Environment Secretary Owen Paterson in Taunton to see 20-year flood plan

This is The West Country: Owen Paterson MP. Owen Paterson MP.

DREDGING rivers, managing land and raising roads are among the key points included in a 20-year flood action plan to stop a repeat of flooding on the Somerset Levels.

Environment Secretary Owen Paterson was in Taunton this morning (March 5) meeting the leaders of Somerset County Council, John Osman, Sedgemoor District Council, Duncan McGinty, and South Somerset District Council’s Ric Pallister, to ensure they are “on board” with the draft plan.

The plan will be submitted to the Government tomorrow (March 6) and the County Gazette understands the masterplan to solve Somerset’s flooding problems will cost £100million.

Somerset’s MPs Jeremy Browne, Ian Liddell-Grainger and David Heath are in London ensuring Ministers are “on side” with the plan.

Mr Liddell-Grainger said: “We were given six weeks to come up with a plan and this shows we have taken the challenge.

“Owen was in Taunton to see if the leaders were on board as much as they can be at this stage – there are always going to be niggles.

“All the important things like dredging that you would want to be in the plan are there.”

During the Prime Minister’s visit to Taunton last month, he promised “money was no object” and “everything that was needed to be done, would be done”.
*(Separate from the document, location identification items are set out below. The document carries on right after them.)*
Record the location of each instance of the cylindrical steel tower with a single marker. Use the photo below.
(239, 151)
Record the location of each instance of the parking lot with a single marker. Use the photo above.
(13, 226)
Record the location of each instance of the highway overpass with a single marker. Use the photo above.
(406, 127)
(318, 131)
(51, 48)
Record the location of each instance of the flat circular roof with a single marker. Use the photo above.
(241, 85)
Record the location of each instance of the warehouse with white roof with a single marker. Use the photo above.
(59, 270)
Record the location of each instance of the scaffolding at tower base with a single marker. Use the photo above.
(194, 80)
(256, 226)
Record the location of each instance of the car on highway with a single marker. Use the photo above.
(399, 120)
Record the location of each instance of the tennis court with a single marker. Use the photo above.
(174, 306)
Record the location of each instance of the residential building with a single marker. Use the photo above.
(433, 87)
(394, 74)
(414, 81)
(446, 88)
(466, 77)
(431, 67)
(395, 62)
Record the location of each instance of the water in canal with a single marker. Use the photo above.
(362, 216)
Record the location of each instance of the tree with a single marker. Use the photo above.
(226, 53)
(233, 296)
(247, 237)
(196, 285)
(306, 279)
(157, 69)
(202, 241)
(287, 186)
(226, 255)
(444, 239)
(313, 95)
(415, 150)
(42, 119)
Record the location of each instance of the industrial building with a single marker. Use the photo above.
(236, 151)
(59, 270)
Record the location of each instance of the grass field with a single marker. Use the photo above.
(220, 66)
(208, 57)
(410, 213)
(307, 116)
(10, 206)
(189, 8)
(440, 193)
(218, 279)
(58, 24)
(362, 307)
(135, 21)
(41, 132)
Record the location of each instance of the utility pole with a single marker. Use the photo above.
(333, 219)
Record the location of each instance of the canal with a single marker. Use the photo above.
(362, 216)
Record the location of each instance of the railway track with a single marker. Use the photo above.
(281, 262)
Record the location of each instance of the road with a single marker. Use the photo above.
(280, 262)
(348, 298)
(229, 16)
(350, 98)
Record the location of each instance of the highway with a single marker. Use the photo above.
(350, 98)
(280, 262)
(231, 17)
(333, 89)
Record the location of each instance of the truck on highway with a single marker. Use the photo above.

Mr Liddell-Grainger believes the Government will accept the plan, adding: “We have come up with a very mature, sophisticated document which will give a long term strategy to a long term problem.

“The Prime Minister gave us the opportunity and we want to protect us so we are saying this is what it is going to cost and if you sign up it is something you are not going to look back on.”

The executive group who made the plan is South Somerset District Council, Sedgemoor District Council, Taunton Deane Borough Council, Somerset County Council, Environment Agency, Internal Drainage Board, Local Enterprise Partnership and the RSPB. Proposals were submitted by the Somerset Drainage Boards Consortium (IDB), the Flooding on the Levels Action Group (FLAG), the Royal Society for the Protection of Birds (RSPB) and Somerset Wildlife Trust (SWT).

Mr Liddell-Grainger said he also hopes ministers will spread the word that Somerset is open for business because he said tourism has been hit, adding: “The reality is Somerset is open, it is just a small part that has water on it.”

Comments (8)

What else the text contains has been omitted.